I forgot to mention "If with bluefs_buffered_io=false, the %util is over
75% most of the time ** during data removal (like snapshot removal) **,
then you'd better change it to true."
Regards,
Frédéric.
Le 14/12/2020 à 21:35, Frédéric Nass a écrit :
> Hi Stefan,
>
> Initial data removal could also have resulted from a snapshot removal
> leading to OSDs OOMing and then pg remappings leading to more removals
> after OOMed OSDs rejoined the cluster and so on.
>
> As mentioned by Igor : "Additionally there are users' reports that
> recent default value's modification for bluefs_buffered_io setting has
> negative impact (or just worsen existing issue with massive removal)

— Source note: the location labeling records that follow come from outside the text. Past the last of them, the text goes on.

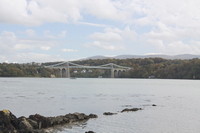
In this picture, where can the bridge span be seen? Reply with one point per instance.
(64, 68)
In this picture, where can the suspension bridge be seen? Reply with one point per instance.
(64, 68)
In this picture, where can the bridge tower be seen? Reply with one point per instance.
(112, 71)
(67, 70)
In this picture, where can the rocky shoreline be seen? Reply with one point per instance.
(9, 123)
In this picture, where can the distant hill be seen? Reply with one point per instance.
(181, 56)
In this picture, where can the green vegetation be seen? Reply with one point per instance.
(143, 68)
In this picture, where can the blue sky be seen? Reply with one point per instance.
(63, 30)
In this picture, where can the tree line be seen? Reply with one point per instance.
(142, 68)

> as well. So you might want to switch it back to true."
>
> We're some of them. Our cluster suffered from a severe performance
> drop during snapshot removal right after upgrading to Nautilus, due to
> bluefs_buffered_io being set to false by default, with slow requests
> observed around the cluster.
> Once back to true (can be done with ceph tell osd.* injectargs
> '--bluefs_buffered_io=true') snap trimming would be fast again so as
> before the upgrade, with no more slow requests.
>
> But of course we've seen the excessive memory swap usage described
> here :
https://github.com/ceph/ceph/pull/34224
> So we lower osd_memory_target from 8MB to 4MB and haven't observed any
> swap usage since then. You can also have a look here :
>
https://github.com/ceph/ceph/pull/38044
>
> What you need to look at to understand if your cluster would benefit
> from changing bluefs_buffered_io back to true is the %util of your
> RocksDBD devices on an iostat. Run an iostat -dmx 1 /dev/sdX (if
> you're using SSD RocksDB devices) and look at the %util of the device
> with bluefs_buffered_io=false and with bluefs_buffered_io=true. If
> with bluefs_buffered_io=false, the %util is over 75% most of the time,
> then you'd better change it to true. :-)
>
> Regards,
>
> Frédéric.
>
> Le 14/12/2020 à 12:47, Stefan Wild a écrit :
>> Hi Igor,
>>
>> Thank you for the detailed analysis. That makes me hopeful we can get
>> the cluster back on track. No pools have been removed, but yes, due
>> to the initial crash of multiple OSDs and the subsequent issues with
>> individual OSDs we’ve had substantial PG remappings happening
>> constantly.
>>
>> I will look up the referenced thread(s) and try the offline DB
>> compaction. It would be amazing if that does the trick.
>>
>> Will keep you posted, here.
>>
>> Thanks,
>> Stefan
>>
>> ________________________________
>> From: Igor Fedotov <ifedotov(a)suse.de>
>> Sent: Monday, December 14, 2020 6:39:28 AM
>> To: Stefan Wild <swild(a)tiltworks.com>om>; ceph-users(a)ceph.io
>> <ceph-users(a)ceph.io>
>> Subject: Re: [ceph-users] Re: OSD reboot loop after running out of
>> memory
>>
>> Hi Stefan,
>>
>> given the crash backtrace in your log I presume some data removal is in
>> progress:
>>
>> Dec 12 21:58:38 ceph-tpa-server1 bash[784256]: 3:
>> (KernelDevice::direct_read_unaligned(unsigned long, unsigned long,
>> char*)+0xd8) [0x5587b9364a48]
>> Dec 12 21:58:38 ceph-tpa-server1 bash[784256]: 4:
>> (KernelDevice::read_random(unsigned long, unsigned long, char*,
>> bool)+0x1b3) [0x5587b93653e3]
>> Dec 12 21:58:38 ceph-tpa-server1 bash[784256]: 5:
>> (BlueFS::_read_random(BlueFS::FileReader*, unsigned long, unsigned long,
>> char*)+0x674) [0x5587b9328cb4]
>> ...
>>
>> Dec 12 21:58:38 ceph-tpa-server1 bash[784256]: 19:
>> (BlueStore::_do_omap_clear(BlueStore::TransContext*,
>> boost::intrusive_ptr<BlueStore::Onode>&)+0xa2) [0x5587b922f0e2]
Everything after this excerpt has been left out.